Command help with flipping names

On November 3, I posted to the old list a query about how to flip names from First Last to Last, First. Owen Stephens generously replied, but unfortunately I missed his reply and just noticed it now. He explained that I cannot use the command value.split(‘,’)[1] + ’ ’ + value.split(‘,’)[0] if the original value doesn’t have a comma. How would I go about doing the opposite; how can I chance my name from David Roth and to Roth, David. I would be glad to share some of my dataset, but I don’t see a way to do that on the new forum. Thank you very much.

Hi David

I’ve just made a change to the forum configuraiton and you should now see a file upload option in the bar at the top of the post editor (previously it was only showing the option to add an image, now it should be possible to add csv, tsv and a range of other file types)

In terms of flipping the names… names are always tricky because they can vary so much in their structure. Its going to be impossible to have any rule that works in all cases. For example a pattern like “Owen Thomas Stephens” could be “Thomas Stephens, Owen” or “Stephens, Owen Thomas” - and once we start to consider how names work in a variety of cultures and languages it gets very complicated.

That said if you have a very restricted set of patterns in your names there might be ways of doing this for a your particular data. Hopefully now I’ve changed those settings on the forum you can share some examples.

Owen

Thank you Owen! I still cannot upload an excel file. Can the settings be changed again to accommodate that? If not, is there a format that you recommend? Thanks.

I think xls and xlsx now should be allowed

I am now receiving a message “Sorry, new users can not upload attachments.”

Adding hebrew names from wikidata.xlsx (8.0 MB)
I am trying to add the Hebrew names from Wikidata in column 3 of the attached file. I know that the flip will not be 100% and I will look things over, but I would like to do an automatic run to convert “Owen Thomas Stephens” to “Stephens, Owen Thomas” which should cover most of the cases.

Hi David,

I’d suggest you could try either partition or rpartition functions in GREL.

These commands split a string into two parts based on a defined separator character - either looking for the first occurrence of that separator from the left (partition) or the first occurrence from the right (rpartition).

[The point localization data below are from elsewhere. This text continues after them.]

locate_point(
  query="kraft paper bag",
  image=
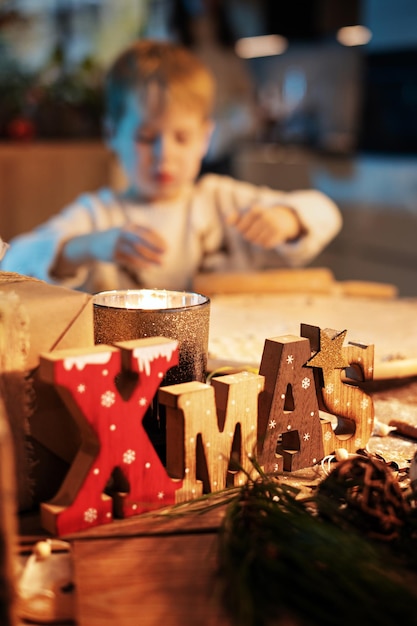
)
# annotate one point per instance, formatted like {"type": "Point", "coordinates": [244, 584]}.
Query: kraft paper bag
{"type": "Point", "coordinates": [35, 318]}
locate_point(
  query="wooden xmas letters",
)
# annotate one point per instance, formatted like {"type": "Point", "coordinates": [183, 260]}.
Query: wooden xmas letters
{"type": "Point", "coordinates": [211, 430]}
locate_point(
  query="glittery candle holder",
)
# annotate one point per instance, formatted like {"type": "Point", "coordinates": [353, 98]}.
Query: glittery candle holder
{"type": "Point", "coordinates": [122, 315]}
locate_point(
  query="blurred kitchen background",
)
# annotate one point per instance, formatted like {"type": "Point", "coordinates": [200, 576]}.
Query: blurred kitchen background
{"type": "Point", "coordinates": [312, 93]}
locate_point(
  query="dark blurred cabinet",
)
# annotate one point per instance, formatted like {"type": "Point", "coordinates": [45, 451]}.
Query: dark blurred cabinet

The output of both of these functions is an array (list), and you can then pick the parts from that list that you want to join together.

So for example with the value “Owen Thomas Stephens” you could do:
value.rpartition(" ", true)
to get an array containing two values:
“Owen Thomas”
and
“Stephens”

You cannot store an array directly in a cell in OpenRefine - you have to turn it back into a string. In this case we also want to swap the order of the array. So you can do something like:
value.rpartition(" ",true).reverse().join(", ")

This will split the string on the right-most space, reverse the array created, and join the values in the array back together with a comma and space.

Looking at the data you may need to experiment a little to see if you need partition or rpartition due to the right-to-left nature of Hebrew text but I hope this is enough to get you to what you are looking for. Don’t hesitate to ask if not

Owen